That afternoon with Duchess Money-Buckets wasn’t a complete waste, though. After I’d let her usher me out of there with a wet kiss and a goosing of my buttocks, I chased down as many of those ratty little children as I could and kicked some arse. It’s true that my foe outnumbered me, but I am the hero of Aral Pass, after all, and sometimes when Prince Jalan Kendeth is roused to anger it’s best to flee, whatever your number. If you’re eight.
I had found three of the little bastards cowering in the tiny utility room where the buckets are stored along with assorted brooms and mops. And that was the payoff—another hiding place to add to my list.
Racing along the same corridor now, with Alain and friends a corner or two behind me, I stopped dead, hauled the closet door open, and dived in. The thing with closing doors behind you is to do it quickly but quietly. That proved a challenge whilst trying to disentangle myself from various broom handles in the dark without the teetering bucket towers crashing down around me. Seconds later when Alain and his heavies clattered down the corridor, the hero of Aral Pass was crouched amongst the mops, hands clamped to mouth to stifle a sneeze.

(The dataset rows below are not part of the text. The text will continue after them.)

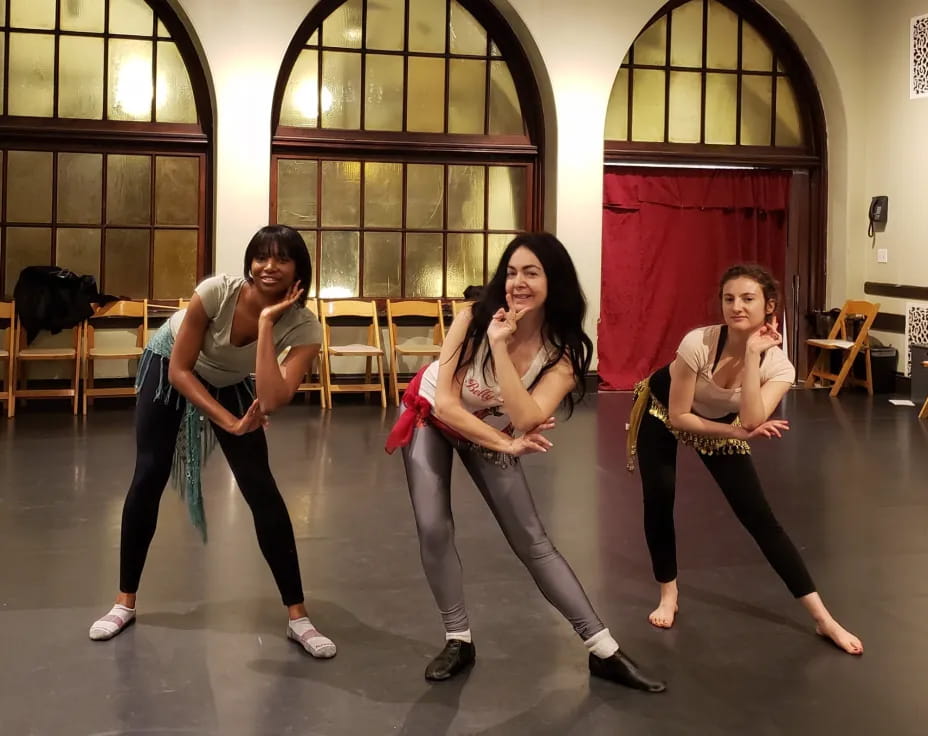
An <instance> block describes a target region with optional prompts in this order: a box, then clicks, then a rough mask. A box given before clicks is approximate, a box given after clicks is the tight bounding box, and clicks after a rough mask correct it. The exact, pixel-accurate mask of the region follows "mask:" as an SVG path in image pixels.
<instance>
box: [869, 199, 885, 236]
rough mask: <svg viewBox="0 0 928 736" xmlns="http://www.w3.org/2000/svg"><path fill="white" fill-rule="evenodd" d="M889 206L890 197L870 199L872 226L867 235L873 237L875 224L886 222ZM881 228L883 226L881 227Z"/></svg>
mask: <svg viewBox="0 0 928 736" xmlns="http://www.w3.org/2000/svg"><path fill="white" fill-rule="evenodd" d="M888 208H889V197H887V196H880V197H874V198H873V199H871V200H870V215H869V216H870V227H869V228H868V229H867V235H868V236H870V237H871V238H872V237H873V226H874V225H876V224H879V225H885V224H886V214H887V209H888ZM880 229H881V230H882V229H883V228H880Z"/></svg>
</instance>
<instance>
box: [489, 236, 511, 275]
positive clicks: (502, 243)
mask: <svg viewBox="0 0 928 736" xmlns="http://www.w3.org/2000/svg"><path fill="white" fill-rule="evenodd" d="M514 237H515V233H490V234H489V235H487V279H488V280H489V279H491V278H493V274H494V273H496V269H497V268H499V261H500V257H501V256H502V255H503V251H504V250H506V246H507V245H509V243H511V242H512V239H513V238H514Z"/></svg>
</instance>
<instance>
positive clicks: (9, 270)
mask: <svg viewBox="0 0 928 736" xmlns="http://www.w3.org/2000/svg"><path fill="white" fill-rule="evenodd" d="M51 258H52V231H51V229H50V228H47V227H8V228H7V229H6V270H5V271H4V273H5V274H6V278H5V282H6V295H7V296H8V297H9V296H12V295H13V287H14V286H16V281H17V280H18V279H19V272H20V271H22V270H23V269H24V268H25V267H26V266H47V265H49V264H50V263H51Z"/></svg>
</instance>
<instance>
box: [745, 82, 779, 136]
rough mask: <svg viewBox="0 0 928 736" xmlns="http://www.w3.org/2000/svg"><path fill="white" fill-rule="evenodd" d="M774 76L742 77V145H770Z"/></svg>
mask: <svg viewBox="0 0 928 736" xmlns="http://www.w3.org/2000/svg"><path fill="white" fill-rule="evenodd" d="M772 94H773V77H769V76H766V75H764V76H752V75H747V74H745V75H744V76H743V77H742V78H741V145H742V146H769V145H771V143H772V141H771V140H770V104H771V96H772Z"/></svg>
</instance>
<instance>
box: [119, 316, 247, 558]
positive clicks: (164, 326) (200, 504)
mask: <svg viewBox="0 0 928 736" xmlns="http://www.w3.org/2000/svg"><path fill="white" fill-rule="evenodd" d="M173 348H174V336H173V335H172V334H171V328H170V325H169V324H168V323H165V324H163V325H162V326H161V327H160V328H159V329H158V331H157V332H155V334H154V335H152V337H151V339H150V340H149V341H148V346H147V347H146V348H145V350H144V352H143V353H142V357H141V358H140V360H139V369H138V373H137V374H136V379H135V388H136V391H138V390H139V389H140V388H141V386H142V384H143V383H144V381H145V378H146V377H147V375H148V371H150V370H153V369H156V370H158V388H157V390H156V391H155V397H154V400H155V401H157V402H160V403H162V404H164V405H165V406H168V407H171V406H173V407H174V408H175V409H178V410H180V409H183V410H184V416H183V419H182V420H181V423H180V430H179V431H178V433H177V444H176V446H175V449H174V462H173V465H172V467H171V482H172V483H173V485H174V487H175V488H177V490H178V492H179V493H180V496H181V498H182V499H184V501H185V502H186V504H187V512H188V514H189V515H190V521H191V522H193V525H194V526H195V527H196V528H197V529H198V530H199V531H200V535H201V536H202V537H203V541H204V543H205V542H206V514H205V512H204V509H203V487H202V483H201V479H200V475H201V473H202V470H203V466H204V465H205V464H206V460H207V458H208V457H209V454H210V453H211V452H212V451H213V448H215V447H216V434H215V433H214V432H213V427H212V424H211V423H210V421H209V420H208V419H207V418H206V417H205V416H204V415H203V413H202V412H201V411H200V410H199V409H198V408H197V407H195V406H194V405H193V404H192V403H190V402H189V401H187V399H185V398H184V397H183V396H182V395H181V394H180V392H179V391H178V390H177V389H175V388H174V387H173V386H172V385H171V383H170V382H169V381H168V375H167V368H168V360H169V359H170V357H171V350H172V349H173ZM156 358H157V359H156ZM200 380H201V381H202V382H203V385H204V386H205V387H206V390H207V391H209V392H210V394H211V395H212V396H213V397H214V398H215V397H216V395H217V394H218V393H219V391H235V394H236V398H237V400H238V408H239V416H244V414H245V411H246V409H247V408H248V407H249V406H251V403H252V402H253V401H254V399H255V389H254V383H253V382H252V380H251V379H250V378H246V379H245V380H244V381H241V382H240V383H237V384H235V385H233V386H228V387H226V388H222V389H219V388H216V387H215V386H212V385H211V384H209V383H207V382H206V381H203V379H202V378H201V379H200Z"/></svg>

I managed to hold the sneeze back almost long enough, but no man can be in complete control of his body, and there’s no stopping such things sometimes—as I told the Duchess Sansera when she expressed her disappointment.
“Achoo!”
The footsteps, fading at the edge of hearing, stopped.
“What was that?” Alain’s voice, distant but not distant enough.
Cowards divide into two broad groups. Those paralysed by their fear, and those galvanized by it. Fortunately I belong to the latter group and burst out of that closet like a . . . well, like a lecherous prince hoping to escape a beating.
I’ve always made a close study of windows, and the most accessible windows in the opera house were in the aforementioned communal privies, which needed them for obvious reasons. I pounded down the corridor, swerved, banked, and crashed through into the fetid gloom of the men’s privy. One old gent had settled himself there with a flagon of wine, clearly feeling that breathing in the sewer stink was preferable to a seat closer to the stage. I ran straight past, climbed onto the rear throne, and tried to jam my head between the shutters. Normally they were propped ajar to offer sufficient ventilation to prevent the place exploding if one more overfed lordling passed wind. Today, like everything else since I got up, they seemed to be against me and stood firmly closed. I shook them hard. They weren’t latched and it made no sense that they wouldn’t give. Fear lent strength to my arm, and when the damn things wouldn’t open I ripped out the slats before thrusting my head through.
For a half second I just stood with that cool, slightly less fetid air on my face. Salvation! There’s something almost orgasmic about getting out from under a heap of trouble, winning free and thumbing your nose at it. Tomorrow maybe that same trouble will be waiting around a corner for you, but today, right now, it’s beaten, left in the dust. Cowards, overburdened with imagination as we are, spend most of our attention on the future, worrying what’s coming next, so when that rare opportunity to live in the moment arrives I seize it with as many hands as I’ve got spare.
In the next half second I realized that we were on the third floor and the drop to the street below seemed likely to injure me more grievously than Alain and his friends would dare to. I should perhaps puff myself up, brazen it out, and remind Alain whose damned father’s opera this was and whose grandmother happened to be warming the throne. No part of me wanted to bank on Alain’s common sense outweighing his anger, but an ankle-breaking drop into the alley where they flushed the shit . . . that didn’t appeal either.
And then I saw her. A tattered figure in the alley, bent over some burden. A bucket? For one ridiculous moment I thought it was another of those little boys lugging water for the tank. A pale hand lifted a brush; moonlight glimmered on what dripped from it.
“Jalan Kendeth, hiding in the privies. How appropriate.” Alain DeVeer, banging open the door behind me. I didn’t turn my head even a fraction. If I hadn’t taken care of business at the start of the intermission I would have rapidly filled the privy I was standing on by way of both trouser legs. The figure in the alley looked up and one eye caught the moonbeams, glowing pearly in the darkness. My shoulder ached with a sudden memory of the masked figure I’d barged into. Conviction seized me by the throat. That had not been a man. There had been nothing human in that stare. Outside the blind-eye woman painted her fatal runes, and inside, amongst the lords and ladies, hell walked with us.